Wednesday, August 29, 2012

I Am a Success...No Matter What the Scale Told You




Okay.  So clearly I am not keeping up with this blog.  In my defense, I hardly have time to do much of anything with my (almost) 9 month old and my full-time job occupying me time.  I am learning through therapy (with a licensed clinical social worker /woman who had gastric bypass 9 years ago) and self-reflection that putting my own needs first is going to be a HUGE obstacle for me to overcome.  I am only able to write today because I had to stay home from work because I had a seizure this morning…my first one in about four years.  The stress of new mommyhood, work, clutter that I never seem to find the time to clean-up, and weight loss efforts apparently got the best of me.  I’m disappointed, but am trying to look at this “mandatory bed rest day” as an excuse to relax and do some things I enjoy…like blogging.

There is so much to talk about, I can’t possibly do it all in one post (or in the 30 minutes before the nanny leaves).  I’ll hit some of the highlights and try to elaborate in future posts. 

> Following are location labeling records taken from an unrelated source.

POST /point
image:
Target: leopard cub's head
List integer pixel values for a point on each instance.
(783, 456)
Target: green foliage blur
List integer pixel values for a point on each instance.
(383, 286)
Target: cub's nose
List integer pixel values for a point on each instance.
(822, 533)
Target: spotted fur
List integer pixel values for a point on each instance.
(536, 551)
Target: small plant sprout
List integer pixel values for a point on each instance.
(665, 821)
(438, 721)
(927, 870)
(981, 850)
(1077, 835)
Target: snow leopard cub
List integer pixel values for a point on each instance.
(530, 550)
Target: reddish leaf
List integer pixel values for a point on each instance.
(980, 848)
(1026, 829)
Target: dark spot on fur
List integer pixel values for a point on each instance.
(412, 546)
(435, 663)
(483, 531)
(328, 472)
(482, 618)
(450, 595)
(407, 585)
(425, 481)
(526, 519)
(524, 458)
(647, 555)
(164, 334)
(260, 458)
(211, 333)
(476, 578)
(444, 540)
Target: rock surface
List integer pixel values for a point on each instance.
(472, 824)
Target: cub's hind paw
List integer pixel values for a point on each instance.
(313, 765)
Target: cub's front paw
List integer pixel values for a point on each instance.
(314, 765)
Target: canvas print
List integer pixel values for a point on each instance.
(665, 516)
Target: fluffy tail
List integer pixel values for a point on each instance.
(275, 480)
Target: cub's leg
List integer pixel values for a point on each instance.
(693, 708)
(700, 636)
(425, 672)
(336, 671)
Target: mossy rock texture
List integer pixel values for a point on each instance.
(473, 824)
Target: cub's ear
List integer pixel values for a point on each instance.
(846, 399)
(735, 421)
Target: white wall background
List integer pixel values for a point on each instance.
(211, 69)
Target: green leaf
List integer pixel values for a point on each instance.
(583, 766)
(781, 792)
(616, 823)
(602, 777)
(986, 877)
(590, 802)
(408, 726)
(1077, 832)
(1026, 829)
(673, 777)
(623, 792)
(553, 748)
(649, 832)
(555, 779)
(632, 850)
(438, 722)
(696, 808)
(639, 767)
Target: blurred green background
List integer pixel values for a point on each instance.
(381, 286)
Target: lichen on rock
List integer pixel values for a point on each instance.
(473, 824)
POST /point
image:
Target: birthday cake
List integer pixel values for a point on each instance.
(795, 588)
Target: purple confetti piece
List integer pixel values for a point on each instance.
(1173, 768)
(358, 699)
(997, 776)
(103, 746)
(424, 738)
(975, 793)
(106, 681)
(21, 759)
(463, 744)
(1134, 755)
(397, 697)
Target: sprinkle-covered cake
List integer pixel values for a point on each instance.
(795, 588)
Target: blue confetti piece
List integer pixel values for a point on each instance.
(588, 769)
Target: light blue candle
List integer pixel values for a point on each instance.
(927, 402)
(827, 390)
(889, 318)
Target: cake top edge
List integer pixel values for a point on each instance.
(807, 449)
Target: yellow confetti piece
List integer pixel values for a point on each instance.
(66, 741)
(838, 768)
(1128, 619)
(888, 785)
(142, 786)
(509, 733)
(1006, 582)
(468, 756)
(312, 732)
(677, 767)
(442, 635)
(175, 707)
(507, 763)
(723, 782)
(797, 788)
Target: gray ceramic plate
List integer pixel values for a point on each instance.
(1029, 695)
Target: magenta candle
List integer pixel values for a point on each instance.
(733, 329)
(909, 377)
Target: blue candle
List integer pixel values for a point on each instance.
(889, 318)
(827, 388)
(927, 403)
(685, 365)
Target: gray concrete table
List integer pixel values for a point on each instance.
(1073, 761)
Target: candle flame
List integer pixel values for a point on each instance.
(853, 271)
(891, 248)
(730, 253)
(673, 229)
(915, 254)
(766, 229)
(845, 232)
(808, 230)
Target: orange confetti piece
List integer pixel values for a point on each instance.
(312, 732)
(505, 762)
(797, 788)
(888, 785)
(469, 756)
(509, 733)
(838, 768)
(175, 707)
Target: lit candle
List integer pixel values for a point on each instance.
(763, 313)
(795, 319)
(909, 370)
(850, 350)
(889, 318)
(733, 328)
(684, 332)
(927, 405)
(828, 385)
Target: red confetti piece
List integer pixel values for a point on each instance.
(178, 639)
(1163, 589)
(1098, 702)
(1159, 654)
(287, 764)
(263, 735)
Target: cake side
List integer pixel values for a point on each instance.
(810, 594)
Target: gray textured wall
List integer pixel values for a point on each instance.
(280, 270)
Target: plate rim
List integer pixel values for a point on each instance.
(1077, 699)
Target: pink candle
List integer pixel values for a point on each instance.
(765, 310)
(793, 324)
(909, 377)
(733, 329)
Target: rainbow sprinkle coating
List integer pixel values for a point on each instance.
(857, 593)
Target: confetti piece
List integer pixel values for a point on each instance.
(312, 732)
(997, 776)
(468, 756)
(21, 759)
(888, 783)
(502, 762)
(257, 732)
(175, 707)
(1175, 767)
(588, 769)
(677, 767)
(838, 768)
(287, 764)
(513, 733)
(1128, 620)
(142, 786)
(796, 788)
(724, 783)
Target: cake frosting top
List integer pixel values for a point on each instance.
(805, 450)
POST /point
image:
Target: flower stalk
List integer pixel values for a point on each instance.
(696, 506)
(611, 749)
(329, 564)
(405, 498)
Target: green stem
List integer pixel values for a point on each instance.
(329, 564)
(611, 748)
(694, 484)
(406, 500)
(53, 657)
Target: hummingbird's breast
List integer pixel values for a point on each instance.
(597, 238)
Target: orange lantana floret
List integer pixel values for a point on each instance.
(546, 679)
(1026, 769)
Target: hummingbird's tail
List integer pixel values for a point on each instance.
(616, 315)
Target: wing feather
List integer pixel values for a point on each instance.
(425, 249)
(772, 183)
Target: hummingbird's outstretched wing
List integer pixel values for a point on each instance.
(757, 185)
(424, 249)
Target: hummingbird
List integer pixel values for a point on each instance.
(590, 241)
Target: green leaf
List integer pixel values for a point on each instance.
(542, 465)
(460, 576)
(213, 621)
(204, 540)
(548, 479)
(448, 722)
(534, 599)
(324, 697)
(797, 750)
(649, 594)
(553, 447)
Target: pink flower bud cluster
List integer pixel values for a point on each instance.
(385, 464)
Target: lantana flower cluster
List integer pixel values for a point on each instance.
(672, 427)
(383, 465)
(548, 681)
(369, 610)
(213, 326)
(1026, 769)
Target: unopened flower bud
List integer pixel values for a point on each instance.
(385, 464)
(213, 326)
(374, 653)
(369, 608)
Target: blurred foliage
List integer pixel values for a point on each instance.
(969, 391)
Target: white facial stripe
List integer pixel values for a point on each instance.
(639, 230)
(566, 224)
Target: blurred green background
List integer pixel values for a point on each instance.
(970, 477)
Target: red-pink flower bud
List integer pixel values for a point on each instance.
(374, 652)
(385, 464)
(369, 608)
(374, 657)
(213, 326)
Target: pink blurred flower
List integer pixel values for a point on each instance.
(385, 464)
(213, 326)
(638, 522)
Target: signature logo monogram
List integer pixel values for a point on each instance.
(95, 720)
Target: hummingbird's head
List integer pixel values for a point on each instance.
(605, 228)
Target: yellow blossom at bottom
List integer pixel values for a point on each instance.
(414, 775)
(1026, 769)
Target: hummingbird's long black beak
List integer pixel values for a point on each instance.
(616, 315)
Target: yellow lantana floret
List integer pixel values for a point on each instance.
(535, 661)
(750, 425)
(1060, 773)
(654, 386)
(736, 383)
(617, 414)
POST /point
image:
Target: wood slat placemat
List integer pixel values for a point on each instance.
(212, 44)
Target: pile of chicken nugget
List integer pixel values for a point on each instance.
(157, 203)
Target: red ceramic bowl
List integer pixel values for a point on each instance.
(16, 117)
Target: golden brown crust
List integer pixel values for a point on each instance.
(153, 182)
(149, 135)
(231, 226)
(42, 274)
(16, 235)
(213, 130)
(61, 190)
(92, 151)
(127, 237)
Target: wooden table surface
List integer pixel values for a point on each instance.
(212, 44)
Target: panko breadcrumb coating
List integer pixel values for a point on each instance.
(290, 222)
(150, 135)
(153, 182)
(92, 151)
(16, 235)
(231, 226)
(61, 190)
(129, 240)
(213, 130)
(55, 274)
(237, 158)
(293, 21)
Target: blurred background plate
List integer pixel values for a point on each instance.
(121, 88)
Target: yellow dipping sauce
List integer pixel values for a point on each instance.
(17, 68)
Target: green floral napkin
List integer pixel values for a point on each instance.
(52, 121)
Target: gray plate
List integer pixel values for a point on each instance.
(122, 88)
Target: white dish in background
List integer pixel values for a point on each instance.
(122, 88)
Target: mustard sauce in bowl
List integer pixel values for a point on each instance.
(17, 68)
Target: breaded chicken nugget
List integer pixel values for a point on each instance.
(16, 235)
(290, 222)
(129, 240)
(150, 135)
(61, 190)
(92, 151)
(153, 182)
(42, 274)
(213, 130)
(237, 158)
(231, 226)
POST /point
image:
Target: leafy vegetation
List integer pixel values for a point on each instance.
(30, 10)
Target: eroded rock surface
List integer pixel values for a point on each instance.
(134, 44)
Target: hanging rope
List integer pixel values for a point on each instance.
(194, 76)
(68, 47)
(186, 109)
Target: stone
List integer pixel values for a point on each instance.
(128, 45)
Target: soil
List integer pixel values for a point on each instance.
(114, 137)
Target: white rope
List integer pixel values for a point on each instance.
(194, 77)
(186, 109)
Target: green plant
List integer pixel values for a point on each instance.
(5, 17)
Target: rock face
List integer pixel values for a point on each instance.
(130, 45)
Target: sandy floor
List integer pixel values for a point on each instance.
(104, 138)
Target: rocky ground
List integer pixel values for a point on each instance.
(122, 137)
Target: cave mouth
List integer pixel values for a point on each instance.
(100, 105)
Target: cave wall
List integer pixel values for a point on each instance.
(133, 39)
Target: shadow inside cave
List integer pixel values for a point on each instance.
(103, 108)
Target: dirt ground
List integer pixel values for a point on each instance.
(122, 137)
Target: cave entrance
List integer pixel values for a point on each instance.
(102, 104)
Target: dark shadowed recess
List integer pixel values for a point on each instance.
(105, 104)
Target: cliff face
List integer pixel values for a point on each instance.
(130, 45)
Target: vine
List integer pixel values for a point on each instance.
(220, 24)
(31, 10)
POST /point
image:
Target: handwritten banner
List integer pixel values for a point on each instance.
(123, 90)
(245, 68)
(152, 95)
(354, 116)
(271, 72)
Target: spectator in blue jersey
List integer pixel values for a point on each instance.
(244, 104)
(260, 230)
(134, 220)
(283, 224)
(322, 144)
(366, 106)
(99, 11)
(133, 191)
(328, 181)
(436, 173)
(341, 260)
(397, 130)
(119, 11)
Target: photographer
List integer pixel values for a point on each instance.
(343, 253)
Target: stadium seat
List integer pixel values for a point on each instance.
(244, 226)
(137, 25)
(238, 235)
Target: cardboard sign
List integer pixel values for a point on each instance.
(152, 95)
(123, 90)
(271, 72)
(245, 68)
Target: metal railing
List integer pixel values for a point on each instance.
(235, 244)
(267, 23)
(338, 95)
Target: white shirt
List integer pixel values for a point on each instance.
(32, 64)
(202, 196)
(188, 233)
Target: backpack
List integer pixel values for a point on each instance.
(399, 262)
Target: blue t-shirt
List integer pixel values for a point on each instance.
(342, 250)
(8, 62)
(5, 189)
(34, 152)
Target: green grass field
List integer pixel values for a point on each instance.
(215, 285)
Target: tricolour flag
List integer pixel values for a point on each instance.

-          I have stuck-scale syndrome.  I’ve made a tremendous number of positive lifestyle changes and the scale has barely budged.  I’m down a total of about four pounds.  But I’ve been bouncing up and down in that four pound range for months.  It is really discouraging to put in the work I put in (physically and mentally), to give up some of the foods I really enjoy, and to be brutally honest with myself at every turn, only to have the scale ignore my efforts.  I know it shouldn’t be about the scale, but when you are fighting for a surgery date four months away and getting that date requires a loss of about 15 pounds by October 15th, the lack of progress on the scale is demoralizing.  Still…I’ve stuck with it.  I haven’t quit (even though the voice in my head just said “yet”), and I am NOT going to fail this time.

-          I found support.  YAY SUPPORT!!!   I am now going to the weekly weight loss support group at the hospital I will be having surgery at.  I could go on forever about all I have learned there, and all of the ways I have been inspired.  But, that’s better left for another post.  What I will say is that when I opened up about my lack of support from friends, family and my husband…I left the meeting with seven numbers of people who were instantly encouraging to me.  They were virtual strangers, but they were willing to offer their time and energy to me, to help me on my journey.  I still get tears in my eyes thinking about it.  The only other place I have felt that kind of instant love and support is in an infertility support group I used to belong to.  There are some parallels between the two groups.  For one, I am entering WLS feeling like I am a failure and fearful that I will never get to the place I know I need to, and am meant to be at.  Another similarity is that I can tell already I am going to make some lifelong friends.  No matter how alone you may feel in the place you are in…whether related to obesity, or infertility, or chronic illness…there ARE others with similar situations.  You aren’t alone.  That thought is enough to keep me going.
-          I am starting to view “success” differently.  Success may have nothing to do with the number on the scale (though I wish I could have some success there, too).  Success is realizing areas that my life needs improvement and putting in the work to improve those areas.  Success is finding the strength to stick with something that is really hard…even when it is uncomfortable and seems helpless.  Success is sometime saying “No” to others when they are engaging in behavior or asking you to engage in behavior that isn’t in your best interest.  Success is seeing this as a journey that will last a lifetime…not a race to a number on the scale.


Like I said, this is really just the tip of the iceberg on all the things I want to talk about…and all of my experiences thus far.  It feels so good typing this, I really hope I can get more diligent with this blog.  Until then, I just want to say that I am grateful for those of you who are still out there, following my journey and perhaps supporting me from afar.  I write this blog as a help to myself…a place to cut the BS and be honest with myself.  But I truly hope it is helpful to others on their journeys.